Please take care of using the word "controller" instead of "master"
It is absolutely not recommended to execute Jenkins builds on the Jenkins controller:
- It is not safe (as the builds can access to the controller JENKINS_HOME and read/decrypt all the secrets)
- Separation of concern: Agents should have the required tools (such as the docker CLI) on the version you need, while the controller should only have what it needs. Mixing them is a recipe for failure.
- It does not scale at all
Mounting an executable binary from the host is not recommended (ref. https://docs.docker.com/storage/). It goes against all the benefits of using Docker:
- It creates a strong dependency to the host (Absolute path must be present, same user with same UID/GID must be present on both Docker container and host machine) making it non portable (better to use the host package manager instead of Docker if this is strongly required)
- It does not respect the separation of concerns of containers
- You can't be sure that the dynamic linking of the host binary are present in the Docker image (this is your case here :) )

Before suggesting one or the other direction, could you explain the requirement you have for Docker?

Is is because Jenkins controller need to spin up ephemeral agents with docker containers?
Is it because you want to use the agent { docker { ...}} directive in your pipeline?
Is it because you need docker as part of your build steps?
Another reason?

With the answer to these question, we can give you directions

Answer 2 · 2023-04-28T15:08:56.000Z

(To help you: ldd /usr/bin/docker will show you the expected system dynamic libraries required by the binary: I bet some are absent in Debian bullseye in the Jenkins controller official image)

Answer 3 · 2023-04-28T15:18:46.000Z

I completely understand. I wanted to make it as simple as possible to replicate the error. What I am trying to do on the slave is to create the image, so I only try to run the build, tag, and push commands. When I run ldd /usr/bin/docker on the host, it shows me the following output:

Answer 4 · 2023-04-28T16:40:40.000Z

With the latest image:

$ docker run --rm --entrypoint='' jenkins/jenkins:jdk11 ls -l /lib/x86_64-linux-gnu/libc.so.6
lrwxrwxrwx 1 root root 12 Oct 14  2022 /lib/x86_64-linux-gnu/libc.so.6 -> libc-2.31.so

This is the glibc in Debian bullseye (the base image of the Jenkins controller) and as per https://packages.debian.org/bullseye/libc6-amd64, there is not available 2.32 glibc.

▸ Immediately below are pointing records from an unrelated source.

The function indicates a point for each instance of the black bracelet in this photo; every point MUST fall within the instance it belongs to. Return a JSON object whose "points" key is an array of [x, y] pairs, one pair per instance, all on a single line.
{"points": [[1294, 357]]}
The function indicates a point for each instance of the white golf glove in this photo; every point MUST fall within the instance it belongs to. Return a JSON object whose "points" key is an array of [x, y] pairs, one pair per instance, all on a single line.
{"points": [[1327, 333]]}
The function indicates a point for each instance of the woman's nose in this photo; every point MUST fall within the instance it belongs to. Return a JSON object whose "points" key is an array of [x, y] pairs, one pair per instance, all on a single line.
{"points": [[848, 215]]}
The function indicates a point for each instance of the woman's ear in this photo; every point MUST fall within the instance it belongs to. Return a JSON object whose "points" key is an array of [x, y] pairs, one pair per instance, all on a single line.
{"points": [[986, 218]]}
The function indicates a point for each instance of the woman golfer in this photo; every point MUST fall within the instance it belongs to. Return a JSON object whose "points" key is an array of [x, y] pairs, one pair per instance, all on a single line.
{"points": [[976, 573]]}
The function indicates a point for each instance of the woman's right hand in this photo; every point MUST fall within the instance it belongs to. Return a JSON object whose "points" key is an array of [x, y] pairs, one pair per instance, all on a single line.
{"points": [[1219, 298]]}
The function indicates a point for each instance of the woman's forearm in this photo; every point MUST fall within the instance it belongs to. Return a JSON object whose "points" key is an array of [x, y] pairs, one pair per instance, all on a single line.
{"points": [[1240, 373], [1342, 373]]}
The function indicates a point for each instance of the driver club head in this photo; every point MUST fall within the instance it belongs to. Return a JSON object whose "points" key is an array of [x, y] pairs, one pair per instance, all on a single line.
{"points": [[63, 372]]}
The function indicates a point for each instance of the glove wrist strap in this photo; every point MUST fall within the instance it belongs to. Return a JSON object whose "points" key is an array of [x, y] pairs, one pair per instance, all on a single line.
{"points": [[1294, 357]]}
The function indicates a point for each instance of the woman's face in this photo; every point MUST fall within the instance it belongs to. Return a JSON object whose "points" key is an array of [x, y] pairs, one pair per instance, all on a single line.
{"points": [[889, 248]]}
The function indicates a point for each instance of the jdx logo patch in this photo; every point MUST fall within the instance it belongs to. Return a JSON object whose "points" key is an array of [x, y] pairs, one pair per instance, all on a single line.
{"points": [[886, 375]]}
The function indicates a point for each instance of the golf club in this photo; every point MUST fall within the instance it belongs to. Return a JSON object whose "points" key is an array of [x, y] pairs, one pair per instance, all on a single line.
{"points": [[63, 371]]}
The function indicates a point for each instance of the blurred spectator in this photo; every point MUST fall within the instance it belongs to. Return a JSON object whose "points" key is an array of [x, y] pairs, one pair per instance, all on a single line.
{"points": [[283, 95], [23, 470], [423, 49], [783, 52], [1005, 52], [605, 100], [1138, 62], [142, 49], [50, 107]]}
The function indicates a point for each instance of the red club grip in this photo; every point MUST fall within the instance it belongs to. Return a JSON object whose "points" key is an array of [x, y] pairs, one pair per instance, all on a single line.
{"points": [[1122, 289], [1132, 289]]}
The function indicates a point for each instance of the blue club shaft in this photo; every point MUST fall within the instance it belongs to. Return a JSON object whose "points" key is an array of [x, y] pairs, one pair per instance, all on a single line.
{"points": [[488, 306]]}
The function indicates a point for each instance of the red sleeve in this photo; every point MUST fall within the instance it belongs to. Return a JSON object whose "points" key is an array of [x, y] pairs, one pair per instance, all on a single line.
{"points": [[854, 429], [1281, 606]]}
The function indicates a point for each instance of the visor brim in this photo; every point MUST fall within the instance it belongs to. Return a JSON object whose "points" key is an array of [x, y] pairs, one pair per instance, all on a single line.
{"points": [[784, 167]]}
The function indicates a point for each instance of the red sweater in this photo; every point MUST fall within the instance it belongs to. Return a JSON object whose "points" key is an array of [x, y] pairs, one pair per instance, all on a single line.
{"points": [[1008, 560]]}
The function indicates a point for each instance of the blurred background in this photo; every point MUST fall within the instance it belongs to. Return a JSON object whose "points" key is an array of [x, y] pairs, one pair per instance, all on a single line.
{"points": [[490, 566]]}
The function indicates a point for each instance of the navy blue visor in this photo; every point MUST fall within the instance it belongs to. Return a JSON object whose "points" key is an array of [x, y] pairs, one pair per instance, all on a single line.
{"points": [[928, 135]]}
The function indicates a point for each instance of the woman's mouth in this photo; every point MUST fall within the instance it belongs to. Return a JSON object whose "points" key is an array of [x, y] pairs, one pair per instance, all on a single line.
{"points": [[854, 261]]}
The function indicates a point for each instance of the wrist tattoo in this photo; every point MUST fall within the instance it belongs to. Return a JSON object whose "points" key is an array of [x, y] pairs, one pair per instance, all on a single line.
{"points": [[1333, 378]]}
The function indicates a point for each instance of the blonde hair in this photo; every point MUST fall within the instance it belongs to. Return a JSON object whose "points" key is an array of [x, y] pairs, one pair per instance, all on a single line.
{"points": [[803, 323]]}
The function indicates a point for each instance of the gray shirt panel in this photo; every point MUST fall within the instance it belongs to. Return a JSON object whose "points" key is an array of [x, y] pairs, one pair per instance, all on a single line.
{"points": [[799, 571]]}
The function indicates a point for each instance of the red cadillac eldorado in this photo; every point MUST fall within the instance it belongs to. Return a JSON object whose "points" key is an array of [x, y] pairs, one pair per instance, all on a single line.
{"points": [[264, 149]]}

From there, based on your answer, you could use one of the followings:

Install the Docker CLI yourself instead of bind mounting it:
- https://docs.docker.com/engine/install/debian/ (looks only for the package docker-ce-cli and eventually docker-buildx-plugin docker-compose-plugin in addition to gain rich features)
- Install only the client binary (https://docs.docker.com/engine/install/binaries/#install-daemon-and-client-binaries-on-linux)
Better: define an agent with the exact Docker CLI you want (and the same user UID to allows read/write on the /var/run/docker.sock)
Define a "Docker in Docker" agent (https://hub.docker.com/_/docker) to isolate Docker Engine instances
Define an agent directly on the host so it would have direct access to the Docker Engine

My recommendation would be to run Jenkins on another machine than one with the Docker Engine you want to use for your builds: if you don't, it means that anyone able to execute a build could get a root access to the host machine.
(There are countermeasure such as https://docs.docker.com/engine/security/userns-remap/ but it's a lot of pain compared to setting up another machine and be done with it).

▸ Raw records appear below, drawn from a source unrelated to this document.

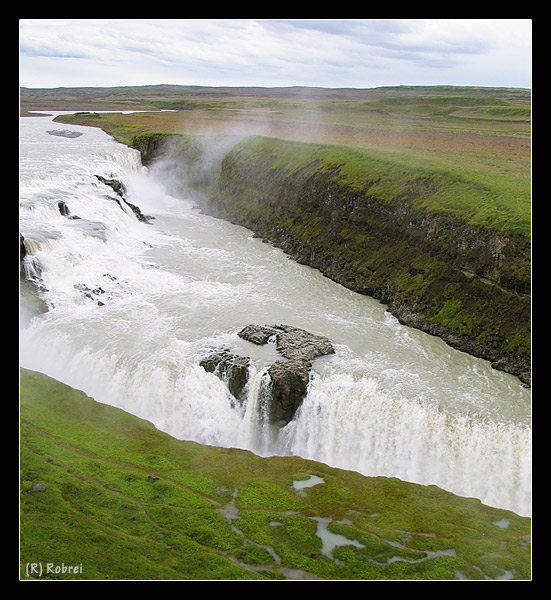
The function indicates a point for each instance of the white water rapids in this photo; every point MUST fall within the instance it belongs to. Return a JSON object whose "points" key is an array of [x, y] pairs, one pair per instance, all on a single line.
{"points": [[134, 306]]}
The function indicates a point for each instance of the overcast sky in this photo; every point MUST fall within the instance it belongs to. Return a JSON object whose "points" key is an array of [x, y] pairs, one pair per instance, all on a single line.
{"points": [[360, 53]]}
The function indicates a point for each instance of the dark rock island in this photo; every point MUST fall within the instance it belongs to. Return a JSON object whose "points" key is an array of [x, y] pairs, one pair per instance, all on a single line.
{"points": [[289, 376]]}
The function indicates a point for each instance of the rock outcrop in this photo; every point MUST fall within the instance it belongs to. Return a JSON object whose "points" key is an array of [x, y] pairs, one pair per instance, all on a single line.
{"points": [[288, 377], [119, 189], [231, 368]]}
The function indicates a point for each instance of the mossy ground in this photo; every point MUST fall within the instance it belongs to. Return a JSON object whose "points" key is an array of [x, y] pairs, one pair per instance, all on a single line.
{"points": [[127, 502]]}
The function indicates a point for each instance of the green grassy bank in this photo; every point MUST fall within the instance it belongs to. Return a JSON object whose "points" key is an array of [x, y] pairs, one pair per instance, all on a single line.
{"points": [[420, 197], [111, 496]]}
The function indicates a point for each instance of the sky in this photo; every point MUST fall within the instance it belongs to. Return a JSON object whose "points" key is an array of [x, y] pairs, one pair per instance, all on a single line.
{"points": [[331, 53]]}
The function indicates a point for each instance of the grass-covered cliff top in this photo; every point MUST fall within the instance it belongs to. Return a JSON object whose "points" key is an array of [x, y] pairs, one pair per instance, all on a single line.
{"points": [[109, 494], [472, 145]]}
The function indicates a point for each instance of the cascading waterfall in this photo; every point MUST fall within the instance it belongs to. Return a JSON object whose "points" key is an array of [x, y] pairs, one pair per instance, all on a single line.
{"points": [[134, 307]]}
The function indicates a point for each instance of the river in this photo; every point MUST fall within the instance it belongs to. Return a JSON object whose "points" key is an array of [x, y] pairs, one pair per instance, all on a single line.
{"points": [[134, 306]]}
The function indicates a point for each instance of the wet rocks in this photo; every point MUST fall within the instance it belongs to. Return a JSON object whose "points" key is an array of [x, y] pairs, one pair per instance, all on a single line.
{"points": [[231, 368], [120, 190], [289, 376]]}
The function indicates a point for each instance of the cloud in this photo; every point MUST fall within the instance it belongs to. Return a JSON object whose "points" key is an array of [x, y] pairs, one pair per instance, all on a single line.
{"points": [[269, 52]]}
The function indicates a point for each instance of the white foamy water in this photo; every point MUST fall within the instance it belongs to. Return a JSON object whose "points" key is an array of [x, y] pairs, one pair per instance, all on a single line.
{"points": [[134, 306]]}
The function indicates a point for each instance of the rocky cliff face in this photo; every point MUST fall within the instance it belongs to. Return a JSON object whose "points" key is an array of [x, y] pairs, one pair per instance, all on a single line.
{"points": [[467, 284], [463, 283]]}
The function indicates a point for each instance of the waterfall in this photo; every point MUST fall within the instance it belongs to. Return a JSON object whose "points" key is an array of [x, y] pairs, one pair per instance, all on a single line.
{"points": [[134, 306]]}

Answer 5 · 2023-05-15T07:00:14.000Z

Hello @ItIsJAPO , since this issue is not related to a problem in the image and not a feature request, I'm going to close it.

Feel free to reopen if you have a specific bug or feature in mind.

If you need further help, you might be interested by opening a discussion thread in the community formums at community.jenkins.io (broader audience).